Thursday, April 19, 2007

How Many Spots Does the Leopard Have?

by Julius Lester, illustrated by David Shannon. Scholastic, 1989.

I am reading this collection of folktales to my first graders this month. They are on the edge of their seats. They can hardly contain themselves till I get to the end of the story with all their questions and comments. I am one of those readers who doesn't like to be interrupted. I think it breaks up the magic of the story to have questions interjected, even for important vocabulary. I would rather have the listeners hold their questions and try to figure out the meaning from the context, so I ask them to listen and then open the floor for comments at the end. These stories are so exciting and fascinating the children are bursting with things to say.
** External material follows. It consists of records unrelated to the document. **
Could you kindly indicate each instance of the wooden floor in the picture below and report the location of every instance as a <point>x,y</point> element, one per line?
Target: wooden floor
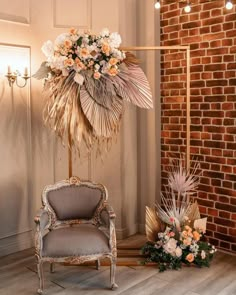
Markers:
<point>18,276</point>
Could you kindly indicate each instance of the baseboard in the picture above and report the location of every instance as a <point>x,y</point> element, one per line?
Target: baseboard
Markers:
<point>122,233</point>
<point>16,243</point>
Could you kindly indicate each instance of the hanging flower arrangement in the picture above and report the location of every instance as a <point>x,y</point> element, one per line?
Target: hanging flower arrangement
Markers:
<point>88,78</point>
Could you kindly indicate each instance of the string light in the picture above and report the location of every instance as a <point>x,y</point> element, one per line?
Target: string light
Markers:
<point>229,5</point>
<point>158,4</point>
<point>187,8</point>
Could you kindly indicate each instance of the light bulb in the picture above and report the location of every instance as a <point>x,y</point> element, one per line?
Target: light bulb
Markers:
<point>157,5</point>
<point>229,5</point>
<point>187,8</point>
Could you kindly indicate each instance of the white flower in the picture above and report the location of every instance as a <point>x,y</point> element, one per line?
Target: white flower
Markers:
<point>203,254</point>
<point>48,49</point>
<point>178,252</point>
<point>105,32</point>
<point>194,248</point>
<point>115,40</point>
<point>170,246</point>
<point>61,38</point>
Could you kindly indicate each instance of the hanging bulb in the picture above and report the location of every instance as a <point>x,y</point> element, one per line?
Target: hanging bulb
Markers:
<point>229,5</point>
<point>187,8</point>
<point>158,4</point>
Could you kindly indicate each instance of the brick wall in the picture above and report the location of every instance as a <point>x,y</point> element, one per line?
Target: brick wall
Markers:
<point>210,30</point>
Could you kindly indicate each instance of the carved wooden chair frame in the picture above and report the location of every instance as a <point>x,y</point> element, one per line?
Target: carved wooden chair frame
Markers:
<point>52,222</point>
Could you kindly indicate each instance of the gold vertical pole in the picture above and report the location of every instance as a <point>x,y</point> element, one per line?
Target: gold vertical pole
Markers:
<point>188,111</point>
<point>69,154</point>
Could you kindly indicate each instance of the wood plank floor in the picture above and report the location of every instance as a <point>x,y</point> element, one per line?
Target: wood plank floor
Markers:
<point>18,276</point>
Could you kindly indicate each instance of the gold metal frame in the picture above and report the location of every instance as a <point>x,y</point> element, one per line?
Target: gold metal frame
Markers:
<point>148,48</point>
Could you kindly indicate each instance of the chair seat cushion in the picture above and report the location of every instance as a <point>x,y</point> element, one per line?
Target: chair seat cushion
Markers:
<point>81,240</point>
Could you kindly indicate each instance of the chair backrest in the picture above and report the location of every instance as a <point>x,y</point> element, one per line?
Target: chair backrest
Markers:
<point>73,199</point>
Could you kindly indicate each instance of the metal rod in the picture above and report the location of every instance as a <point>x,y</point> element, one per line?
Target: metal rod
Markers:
<point>188,111</point>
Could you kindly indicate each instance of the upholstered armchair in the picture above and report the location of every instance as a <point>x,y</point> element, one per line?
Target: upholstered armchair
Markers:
<point>75,225</point>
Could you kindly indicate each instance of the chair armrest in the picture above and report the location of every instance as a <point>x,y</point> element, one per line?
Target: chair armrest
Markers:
<point>107,214</point>
<point>107,217</point>
<point>42,220</point>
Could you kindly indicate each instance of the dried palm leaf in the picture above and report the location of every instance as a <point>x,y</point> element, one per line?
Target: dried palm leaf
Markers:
<point>137,89</point>
<point>42,72</point>
<point>153,224</point>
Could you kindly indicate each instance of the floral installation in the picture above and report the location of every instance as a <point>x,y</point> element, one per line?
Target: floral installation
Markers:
<point>175,230</point>
<point>88,78</point>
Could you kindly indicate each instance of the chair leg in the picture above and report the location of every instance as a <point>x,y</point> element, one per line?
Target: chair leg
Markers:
<point>98,264</point>
<point>114,286</point>
<point>40,275</point>
<point>52,267</point>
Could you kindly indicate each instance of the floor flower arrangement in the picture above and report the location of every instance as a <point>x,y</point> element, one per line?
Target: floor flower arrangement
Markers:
<point>175,230</point>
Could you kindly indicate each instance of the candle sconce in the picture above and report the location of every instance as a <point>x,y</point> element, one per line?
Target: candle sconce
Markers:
<point>13,77</point>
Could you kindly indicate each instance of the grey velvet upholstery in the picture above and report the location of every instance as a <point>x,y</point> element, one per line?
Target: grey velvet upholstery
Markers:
<point>74,202</point>
<point>84,239</point>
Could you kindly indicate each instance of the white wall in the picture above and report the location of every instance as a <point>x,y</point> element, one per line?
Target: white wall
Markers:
<point>30,23</point>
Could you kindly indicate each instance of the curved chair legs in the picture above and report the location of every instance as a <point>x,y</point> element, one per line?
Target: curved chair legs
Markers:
<point>52,267</point>
<point>98,264</point>
<point>114,286</point>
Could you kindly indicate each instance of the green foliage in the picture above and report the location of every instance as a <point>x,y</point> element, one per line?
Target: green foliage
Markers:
<point>165,261</point>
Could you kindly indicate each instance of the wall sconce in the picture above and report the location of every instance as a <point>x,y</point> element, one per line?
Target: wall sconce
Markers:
<point>158,4</point>
<point>13,77</point>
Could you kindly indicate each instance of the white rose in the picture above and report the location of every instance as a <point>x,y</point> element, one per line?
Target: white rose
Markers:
<point>178,252</point>
<point>48,49</point>
<point>58,62</point>
<point>170,246</point>
<point>105,32</point>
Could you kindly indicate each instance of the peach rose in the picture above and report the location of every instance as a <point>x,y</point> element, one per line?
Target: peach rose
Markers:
<point>69,62</point>
<point>96,75</point>
<point>113,61</point>
<point>79,64</point>
<point>187,241</point>
<point>73,31</point>
<point>106,48</point>
<point>190,257</point>
<point>184,234</point>
<point>112,71</point>
<point>67,43</point>
<point>196,236</point>
<point>188,228</point>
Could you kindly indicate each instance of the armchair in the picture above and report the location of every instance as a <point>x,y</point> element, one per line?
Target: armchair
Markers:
<point>75,225</point>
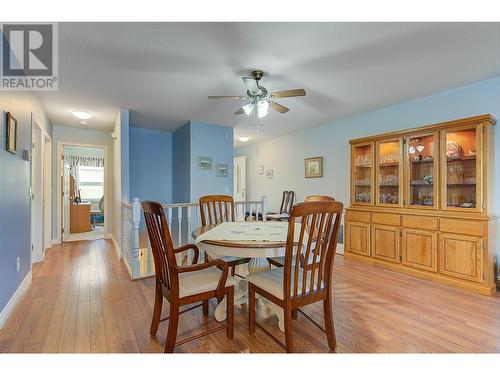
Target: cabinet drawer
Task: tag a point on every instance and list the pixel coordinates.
(386, 219)
(358, 216)
(473, 228)
(420, 222)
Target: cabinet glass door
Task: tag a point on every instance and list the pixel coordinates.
(389, 172)
(362, 164)
(422, 171)
(461, 171)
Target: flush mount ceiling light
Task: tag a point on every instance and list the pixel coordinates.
(82, 115)
(248, 108)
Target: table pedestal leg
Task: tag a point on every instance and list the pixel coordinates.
(240, 296)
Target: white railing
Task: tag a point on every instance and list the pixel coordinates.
(182, 219)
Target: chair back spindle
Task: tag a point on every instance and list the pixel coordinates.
(215, 209)
(316, 245)
(161, 242)
(287, 202)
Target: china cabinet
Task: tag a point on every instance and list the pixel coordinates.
(421, 202)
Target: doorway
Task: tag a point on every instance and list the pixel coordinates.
(83, 186)
(40, 192)
(240, 178)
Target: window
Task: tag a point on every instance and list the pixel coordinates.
(91, 183)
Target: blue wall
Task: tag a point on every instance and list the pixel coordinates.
(181, 146)
(216, 142)
(15, 205)
(286, 154)
(151, 165)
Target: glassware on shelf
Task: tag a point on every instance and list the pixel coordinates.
(363, 182)
(388, 180)
(363, 160)
(389, 159)
(363, 197)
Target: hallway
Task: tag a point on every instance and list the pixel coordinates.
(82, 300)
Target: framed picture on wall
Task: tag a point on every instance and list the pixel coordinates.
(11, 143)
(222, 170)
(204, 163)
(313, 167)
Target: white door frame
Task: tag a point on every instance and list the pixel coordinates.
(47, 191)
(41, 210)
(236, 164)
(60, 150)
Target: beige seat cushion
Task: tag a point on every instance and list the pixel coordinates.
(281, 260)
(227, 259)
(272, 281)
(196, 282)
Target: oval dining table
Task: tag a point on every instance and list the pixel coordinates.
(257, 251)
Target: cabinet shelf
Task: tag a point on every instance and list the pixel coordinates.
(463, 158)
(389, 164)
(422, 161)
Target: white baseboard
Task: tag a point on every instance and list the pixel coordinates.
(15, 299)
(118, 251)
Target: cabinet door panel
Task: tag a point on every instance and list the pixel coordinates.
(461, 256)
(385, 242)
(420, 249)
(461, 150)
(358, 237)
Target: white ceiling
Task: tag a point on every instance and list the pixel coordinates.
(163, 72)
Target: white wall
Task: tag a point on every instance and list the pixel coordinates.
(120, 189)
(80, 136)
(286, 154)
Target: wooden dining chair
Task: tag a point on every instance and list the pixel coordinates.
(292, 286)
(215, 209)
(286, 205)
(186, 284)
(280, 261)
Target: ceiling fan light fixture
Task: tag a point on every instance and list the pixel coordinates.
(81, 115)
(262, 108)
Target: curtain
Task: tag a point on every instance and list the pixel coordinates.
(84, 161)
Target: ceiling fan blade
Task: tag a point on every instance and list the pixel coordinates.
(251, 85)
(235, 97)
(278, 107)
(288, 93)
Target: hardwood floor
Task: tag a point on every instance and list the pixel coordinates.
(82, 300)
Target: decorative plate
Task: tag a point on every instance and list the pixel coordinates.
(453, 150)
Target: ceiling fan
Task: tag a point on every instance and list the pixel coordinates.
(260, 98)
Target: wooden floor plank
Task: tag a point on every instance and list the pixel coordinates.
(82, 300)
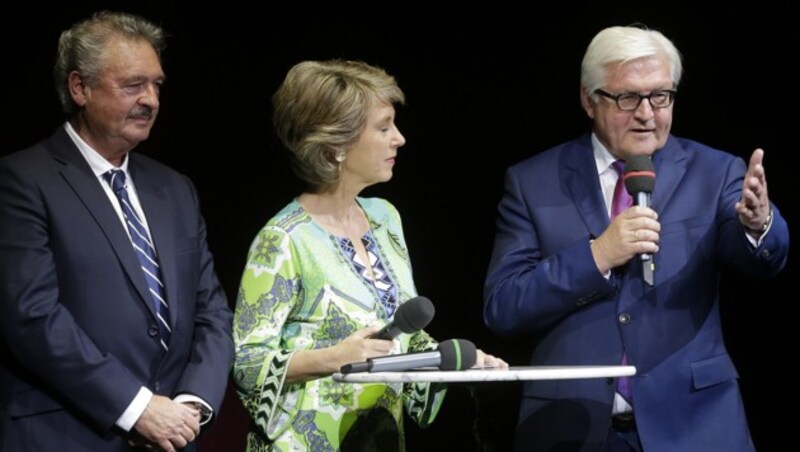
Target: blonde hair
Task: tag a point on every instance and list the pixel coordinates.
(321, 109)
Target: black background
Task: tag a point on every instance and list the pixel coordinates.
(486, 86)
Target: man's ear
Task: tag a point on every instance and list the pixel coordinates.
(587, 103)
(77, 88)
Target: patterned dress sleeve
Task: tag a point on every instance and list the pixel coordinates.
(270, 288)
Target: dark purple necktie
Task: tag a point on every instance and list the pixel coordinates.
(622, 200)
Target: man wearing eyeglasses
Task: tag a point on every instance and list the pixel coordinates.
(567, 270)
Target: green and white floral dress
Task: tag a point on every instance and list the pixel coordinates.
(303, 288)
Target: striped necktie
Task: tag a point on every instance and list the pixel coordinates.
(145, 252)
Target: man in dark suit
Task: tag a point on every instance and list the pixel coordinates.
(106, 345)
(565, 273)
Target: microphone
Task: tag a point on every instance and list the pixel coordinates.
(411, 316)
(453, 354)
(640, 180)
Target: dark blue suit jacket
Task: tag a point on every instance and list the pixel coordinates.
(77, 328)
(543, 281)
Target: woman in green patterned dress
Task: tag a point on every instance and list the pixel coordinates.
(328, 271)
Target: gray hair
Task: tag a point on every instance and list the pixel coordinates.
(82, 48)
(622, 45)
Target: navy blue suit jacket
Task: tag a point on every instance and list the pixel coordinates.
(543, 281)
(77, 327)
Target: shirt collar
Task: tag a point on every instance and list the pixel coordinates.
(602, 158)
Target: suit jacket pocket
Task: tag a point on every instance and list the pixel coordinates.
(712, 371)
(30, 402)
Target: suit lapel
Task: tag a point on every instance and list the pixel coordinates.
(80, 177)
(583, 184)
(152, 196)
(670, 166)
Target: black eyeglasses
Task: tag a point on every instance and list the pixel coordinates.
(630, 101)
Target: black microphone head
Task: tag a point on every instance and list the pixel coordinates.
(639, 174)
(457, 354)
(414, 315)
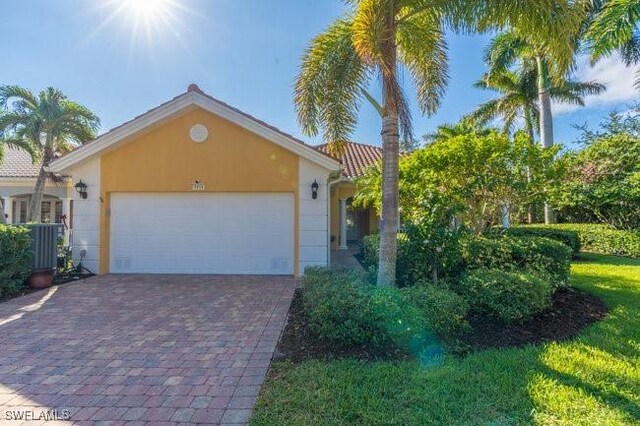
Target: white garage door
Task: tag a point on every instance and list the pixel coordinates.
(202, 233)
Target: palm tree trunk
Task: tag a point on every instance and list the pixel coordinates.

Lester has a unique style that blends poetic language with complex description that beguiles children and excites them. He starts the story "Why Dogs Chase Cats" with "Long before time wound its watch and started ticking and chasing after tomorrow, which it can never catch up to, well, that was the time when Dog and Cat were friends." He describes dog as having "the best hearing of almost any animal in the world. Dog could hear a raindrop fall on cotton." When dog tries to scare away Gorilla, Gorilla picks him up and throws him over his shoulder. "It was three days and five nights before Dog came down to earth." Lester says. The children puzzle over that. They know that doesn't make sense, what could it mean? Several children speculated that Dog was thrown up to the moon and by the time he came down the earth had rotated into next week.

Many of these stories read like a child's dream, with a logic that is magical and resolutions that answer our deepest fears. Lester has fabulous monsters so scary that "even the moon wishes she had someplace to hide." In the story The Bird That Made Milk a group of children run away from home to try to bring back the bird they let escape. When the Monster Who Eats Children comes knocking on the door where the children are hiding, the oldest boy has magic to make a new door in the back of the house. The children escape and run until they are tired. They climb trees and sing to the tree "Be Strong! Be Strong!" so the Monster cannot chop down the tree. When the children are tired and out of breath from singing a flock of birds comes out of the sky and carries them home to safety. My students are breathless with anticipation over what will happen to these mischievous children and visibly relieved when they find their way home to their welcoming parents.

Julius Lester is African American and Jewish. He has been on the faculty at University of Massachusetts since 1971 as a professor in the Judaic and Near Eastern Studies Department, and adjunct professor of History. He has published 35 books for children and adults. He has recorded two two albums of original songs. He is an accomplished photographer with photographs in the Smithsonian, permanent collections at Howard University and several high profile shows. He blogs at A Commonplace Book, where his photographs, essays and favorite quotes inspire me every day.

More links:

Book list
Author's Guild home page

1 comment:

Saints and Spinners said...

Several children speculated that Dog was thrown up to the moon and by the time he came down the earth had rotated into next week.

I love that.

If you haven't read it already, check out Julius Lester's When the Beginning Began. It's one of my favorites by him.